Marx was the one who said that humankind should no longer inquire into its origins and that to do so would be to act foolishly. Marx’s intention here was to move away from the question of understanding the ‘whence’ of the universe and its design… since creation in its innermost reasonableness attested most strongly and ineluctably to the Creator…. The question is seen as foolish from the very start. Creation is of no consequence; it is humanity that must produce the real creation, and it is that which will count for something. This is the source of the change of humanity’s fundamental directive vis a vis the world; it was at this point that progress became the real truth and matter became the material out of which human beings would cerate a world that was truly worth being lived in. Ernst Bloch intensified this idea and gave it a truly terrifying mien. He said that truth is now what we take it to be and that the only truth is change. Truth is, accordingly, whatever prevails, and as a result reality is a ‘signal to invade and an instruction to attack.’
In the Beginning, 49-50
Reflection – Might makes right, and the winners write the history books. So we have all been told. This is not new with Marx or the less well known Bloch. Ruthless and unscrupulous people have generally been able to articulate such as their philosophy, when they bothered to take time out from their busy schedule of rape, pillage, and looting to have a philosophy.
With the Marxist development (and Marxism is far from dead, and far from being limited to its explicit historic development in political-economic communism), the great brake that always bore on the schemes of the unscrupulous is removed.
This brake was the sense, the intuition, the barely grasped idea (at times), and firmly stated and codified idea (at other times) that there is an order to things that human beings cannot change.
We can rape, pillage, and loot—sure thing! But it was always at least dimly grasped that in time a bill would be presented, a debt exacted, that there were weights and measures valuing our deeds, that, in the words of an old Spanish proverb: “Take what you want… and pay for it!”
The Marxist sense is that there is no order to things, no scale in which we are balanced, no one to make us pay because there is no One there. We can do what we want, and make the world however we want. ‘Truth’ is a future-only concept, and the truth will be forged by whoever is strongest.
The theology of creation is more important than ever, in the face of this philosophy, which I firmly believe has broken free of its specifically Marxist context and is now a largely regnant rule of life in the year 2011. That God fashioned all that is, that it has a meaning and a purpose from Him, not from us, and that even our own fashioning, and the freedom with which we move through the world, is from Him, and has its own purpose in His schemes—this is the truth that liberates us from the ‘terrifying’ vista of Ernst Bloch, the vision of a world in which all are at war with all to see whose truth will prevail among its many versions.

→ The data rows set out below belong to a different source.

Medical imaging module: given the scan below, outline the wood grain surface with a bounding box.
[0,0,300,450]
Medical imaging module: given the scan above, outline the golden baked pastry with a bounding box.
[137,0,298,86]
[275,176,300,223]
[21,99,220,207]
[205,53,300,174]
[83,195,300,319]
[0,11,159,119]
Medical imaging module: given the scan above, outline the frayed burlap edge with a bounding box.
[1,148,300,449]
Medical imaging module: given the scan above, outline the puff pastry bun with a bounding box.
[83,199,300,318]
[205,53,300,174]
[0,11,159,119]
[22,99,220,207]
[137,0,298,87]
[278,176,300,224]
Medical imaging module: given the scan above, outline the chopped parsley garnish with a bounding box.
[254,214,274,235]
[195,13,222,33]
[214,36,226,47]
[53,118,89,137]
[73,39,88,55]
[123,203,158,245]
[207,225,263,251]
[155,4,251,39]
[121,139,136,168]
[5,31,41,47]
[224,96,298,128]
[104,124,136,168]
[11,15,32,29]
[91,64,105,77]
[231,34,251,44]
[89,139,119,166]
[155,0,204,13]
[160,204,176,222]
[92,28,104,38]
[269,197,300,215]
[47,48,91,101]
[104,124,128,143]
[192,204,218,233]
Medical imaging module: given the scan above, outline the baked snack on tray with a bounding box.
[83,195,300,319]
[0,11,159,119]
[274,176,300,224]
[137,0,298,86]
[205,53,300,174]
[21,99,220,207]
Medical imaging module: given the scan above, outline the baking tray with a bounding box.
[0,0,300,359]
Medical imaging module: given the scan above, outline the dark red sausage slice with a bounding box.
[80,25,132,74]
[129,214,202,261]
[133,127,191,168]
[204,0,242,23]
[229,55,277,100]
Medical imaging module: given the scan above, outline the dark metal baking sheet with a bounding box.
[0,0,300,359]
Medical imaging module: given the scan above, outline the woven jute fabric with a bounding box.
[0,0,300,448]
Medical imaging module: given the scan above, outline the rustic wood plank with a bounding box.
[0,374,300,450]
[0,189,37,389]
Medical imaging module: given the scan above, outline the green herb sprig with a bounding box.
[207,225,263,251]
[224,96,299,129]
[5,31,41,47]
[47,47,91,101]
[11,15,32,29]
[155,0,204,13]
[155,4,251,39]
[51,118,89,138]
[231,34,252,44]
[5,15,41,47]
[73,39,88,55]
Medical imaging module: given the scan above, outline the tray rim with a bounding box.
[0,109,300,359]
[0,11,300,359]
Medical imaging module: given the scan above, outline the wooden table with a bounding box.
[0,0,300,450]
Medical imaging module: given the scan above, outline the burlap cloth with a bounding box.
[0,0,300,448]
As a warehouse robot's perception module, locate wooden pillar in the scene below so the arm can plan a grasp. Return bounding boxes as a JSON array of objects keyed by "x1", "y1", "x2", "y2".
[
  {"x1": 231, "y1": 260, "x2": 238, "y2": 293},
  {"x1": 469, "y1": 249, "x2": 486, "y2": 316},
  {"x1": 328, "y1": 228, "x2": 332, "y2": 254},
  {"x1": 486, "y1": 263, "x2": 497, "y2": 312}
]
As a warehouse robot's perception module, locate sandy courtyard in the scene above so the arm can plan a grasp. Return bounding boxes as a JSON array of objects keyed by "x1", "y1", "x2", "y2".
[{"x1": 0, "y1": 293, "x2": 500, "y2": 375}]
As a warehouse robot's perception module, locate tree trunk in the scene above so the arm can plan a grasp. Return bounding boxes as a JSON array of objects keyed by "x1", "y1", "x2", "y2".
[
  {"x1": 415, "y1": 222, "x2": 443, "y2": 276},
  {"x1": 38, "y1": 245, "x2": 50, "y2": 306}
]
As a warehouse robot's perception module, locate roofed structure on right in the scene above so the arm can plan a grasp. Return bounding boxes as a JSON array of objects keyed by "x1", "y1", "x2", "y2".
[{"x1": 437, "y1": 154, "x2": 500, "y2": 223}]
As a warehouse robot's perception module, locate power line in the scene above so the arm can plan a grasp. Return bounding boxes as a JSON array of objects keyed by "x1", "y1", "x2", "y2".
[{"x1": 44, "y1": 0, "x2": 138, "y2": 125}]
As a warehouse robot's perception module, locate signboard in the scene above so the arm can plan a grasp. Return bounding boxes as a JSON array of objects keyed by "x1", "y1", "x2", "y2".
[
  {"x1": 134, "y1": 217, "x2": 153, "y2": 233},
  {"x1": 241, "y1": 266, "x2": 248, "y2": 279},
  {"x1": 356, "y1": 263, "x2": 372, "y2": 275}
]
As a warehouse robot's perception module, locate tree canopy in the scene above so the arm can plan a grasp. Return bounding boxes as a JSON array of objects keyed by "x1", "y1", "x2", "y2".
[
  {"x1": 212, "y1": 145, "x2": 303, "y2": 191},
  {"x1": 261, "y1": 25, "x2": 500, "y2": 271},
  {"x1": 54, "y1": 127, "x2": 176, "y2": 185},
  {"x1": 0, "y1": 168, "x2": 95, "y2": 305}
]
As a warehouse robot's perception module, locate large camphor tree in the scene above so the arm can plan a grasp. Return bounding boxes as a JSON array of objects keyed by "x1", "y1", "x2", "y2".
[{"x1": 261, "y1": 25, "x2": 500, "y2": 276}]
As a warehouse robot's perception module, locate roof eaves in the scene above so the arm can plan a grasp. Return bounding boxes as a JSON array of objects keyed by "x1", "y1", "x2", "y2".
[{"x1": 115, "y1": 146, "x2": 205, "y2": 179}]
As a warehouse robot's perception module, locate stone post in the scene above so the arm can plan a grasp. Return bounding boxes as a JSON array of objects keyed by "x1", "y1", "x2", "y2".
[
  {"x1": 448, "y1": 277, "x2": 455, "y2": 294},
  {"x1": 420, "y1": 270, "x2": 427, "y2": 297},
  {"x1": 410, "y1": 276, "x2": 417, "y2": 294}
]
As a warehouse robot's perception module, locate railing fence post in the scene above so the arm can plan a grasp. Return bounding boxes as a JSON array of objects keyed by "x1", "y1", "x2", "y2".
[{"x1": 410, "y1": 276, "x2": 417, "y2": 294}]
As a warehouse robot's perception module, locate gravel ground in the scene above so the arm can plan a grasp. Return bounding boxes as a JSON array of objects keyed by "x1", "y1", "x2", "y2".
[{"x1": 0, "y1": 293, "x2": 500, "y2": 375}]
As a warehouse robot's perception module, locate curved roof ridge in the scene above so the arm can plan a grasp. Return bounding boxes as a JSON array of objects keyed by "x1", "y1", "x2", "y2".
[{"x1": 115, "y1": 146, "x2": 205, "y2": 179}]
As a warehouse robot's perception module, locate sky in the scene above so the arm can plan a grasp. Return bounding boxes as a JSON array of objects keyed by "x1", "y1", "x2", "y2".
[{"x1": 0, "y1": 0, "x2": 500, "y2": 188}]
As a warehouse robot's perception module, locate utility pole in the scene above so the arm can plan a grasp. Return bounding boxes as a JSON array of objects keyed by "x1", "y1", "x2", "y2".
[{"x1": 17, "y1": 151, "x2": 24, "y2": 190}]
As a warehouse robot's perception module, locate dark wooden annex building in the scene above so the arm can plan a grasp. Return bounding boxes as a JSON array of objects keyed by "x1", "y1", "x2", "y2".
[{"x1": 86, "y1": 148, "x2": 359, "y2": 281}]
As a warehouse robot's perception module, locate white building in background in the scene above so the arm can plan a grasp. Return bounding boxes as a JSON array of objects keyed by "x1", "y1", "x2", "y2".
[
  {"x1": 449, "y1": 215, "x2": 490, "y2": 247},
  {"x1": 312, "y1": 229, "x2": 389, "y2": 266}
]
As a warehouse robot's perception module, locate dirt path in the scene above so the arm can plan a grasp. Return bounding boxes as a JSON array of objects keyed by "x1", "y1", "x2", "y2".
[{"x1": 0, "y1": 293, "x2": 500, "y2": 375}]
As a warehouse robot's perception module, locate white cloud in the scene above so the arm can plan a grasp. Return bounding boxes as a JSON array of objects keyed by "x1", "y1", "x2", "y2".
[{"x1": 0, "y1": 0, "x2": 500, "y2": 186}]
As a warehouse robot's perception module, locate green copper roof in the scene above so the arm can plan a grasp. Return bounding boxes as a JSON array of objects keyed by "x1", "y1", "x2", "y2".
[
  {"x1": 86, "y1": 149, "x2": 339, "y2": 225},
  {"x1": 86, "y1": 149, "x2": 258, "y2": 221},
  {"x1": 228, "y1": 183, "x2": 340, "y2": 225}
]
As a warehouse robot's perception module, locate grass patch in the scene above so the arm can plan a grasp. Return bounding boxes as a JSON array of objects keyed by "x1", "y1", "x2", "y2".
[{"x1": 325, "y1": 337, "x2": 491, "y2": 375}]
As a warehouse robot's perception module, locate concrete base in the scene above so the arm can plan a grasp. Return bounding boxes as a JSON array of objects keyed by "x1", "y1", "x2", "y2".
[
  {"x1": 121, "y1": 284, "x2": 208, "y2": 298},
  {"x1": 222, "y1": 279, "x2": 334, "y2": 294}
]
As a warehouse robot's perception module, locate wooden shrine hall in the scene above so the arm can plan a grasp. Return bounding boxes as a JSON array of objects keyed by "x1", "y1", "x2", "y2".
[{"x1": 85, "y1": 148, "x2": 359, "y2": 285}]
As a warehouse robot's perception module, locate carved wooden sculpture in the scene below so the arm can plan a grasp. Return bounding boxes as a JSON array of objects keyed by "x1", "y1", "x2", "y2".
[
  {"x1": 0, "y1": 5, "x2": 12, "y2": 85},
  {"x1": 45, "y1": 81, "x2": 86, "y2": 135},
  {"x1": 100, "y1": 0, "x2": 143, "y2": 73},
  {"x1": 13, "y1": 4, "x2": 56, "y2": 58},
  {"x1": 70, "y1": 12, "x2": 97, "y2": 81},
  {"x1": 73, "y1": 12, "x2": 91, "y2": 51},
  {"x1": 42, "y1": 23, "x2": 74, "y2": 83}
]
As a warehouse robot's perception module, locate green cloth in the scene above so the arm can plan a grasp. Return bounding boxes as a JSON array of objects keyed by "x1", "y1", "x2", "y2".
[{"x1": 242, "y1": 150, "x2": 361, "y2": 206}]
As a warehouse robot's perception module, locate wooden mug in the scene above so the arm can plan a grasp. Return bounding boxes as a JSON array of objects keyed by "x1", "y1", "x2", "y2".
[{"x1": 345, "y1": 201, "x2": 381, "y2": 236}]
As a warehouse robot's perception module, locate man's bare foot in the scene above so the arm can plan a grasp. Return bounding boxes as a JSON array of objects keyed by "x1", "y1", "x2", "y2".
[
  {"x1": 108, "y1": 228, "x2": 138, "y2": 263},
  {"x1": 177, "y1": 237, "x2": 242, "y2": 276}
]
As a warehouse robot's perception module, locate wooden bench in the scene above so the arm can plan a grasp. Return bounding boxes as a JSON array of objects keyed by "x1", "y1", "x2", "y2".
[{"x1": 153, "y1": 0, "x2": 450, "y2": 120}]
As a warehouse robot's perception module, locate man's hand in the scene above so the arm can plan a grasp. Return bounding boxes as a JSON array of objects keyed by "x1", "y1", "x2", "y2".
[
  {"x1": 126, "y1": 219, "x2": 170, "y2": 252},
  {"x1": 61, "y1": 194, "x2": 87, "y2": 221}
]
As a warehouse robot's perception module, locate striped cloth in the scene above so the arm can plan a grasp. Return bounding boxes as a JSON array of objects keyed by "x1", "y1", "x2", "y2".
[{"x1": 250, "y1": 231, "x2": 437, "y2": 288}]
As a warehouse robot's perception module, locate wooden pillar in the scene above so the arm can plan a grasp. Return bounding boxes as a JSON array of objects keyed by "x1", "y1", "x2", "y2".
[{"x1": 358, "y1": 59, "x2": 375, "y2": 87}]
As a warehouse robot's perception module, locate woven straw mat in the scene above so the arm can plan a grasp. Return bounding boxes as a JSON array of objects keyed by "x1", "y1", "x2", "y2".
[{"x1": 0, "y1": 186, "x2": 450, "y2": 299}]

To recapture the sense of creation requires, I believe, a recapturing of the contemplative spirit in the world. It is Advent; we are all very busy. It can be very difficult to figure out how to contemplate cooking supper once more this time of year, let alone anything more profound.
But the Advent season calls us to this quietness. Not without difficulty, not without struggle. To stop, at least some time; to listen. To watch the snow fall on the hard earth, to hear the wind in the pine trees, to look at the winter stars. To receive creation as it is from God; and in that reception to know our own selves as received, as given, as gift. This is the wellspring of peace out of which we can truly act to fashion the world in justice and beauty. This is the open space we can create so that God can come into our world and have a place to lay his head, a place to be born anew. So that joy can enter the world again, and terror be put to flight, again.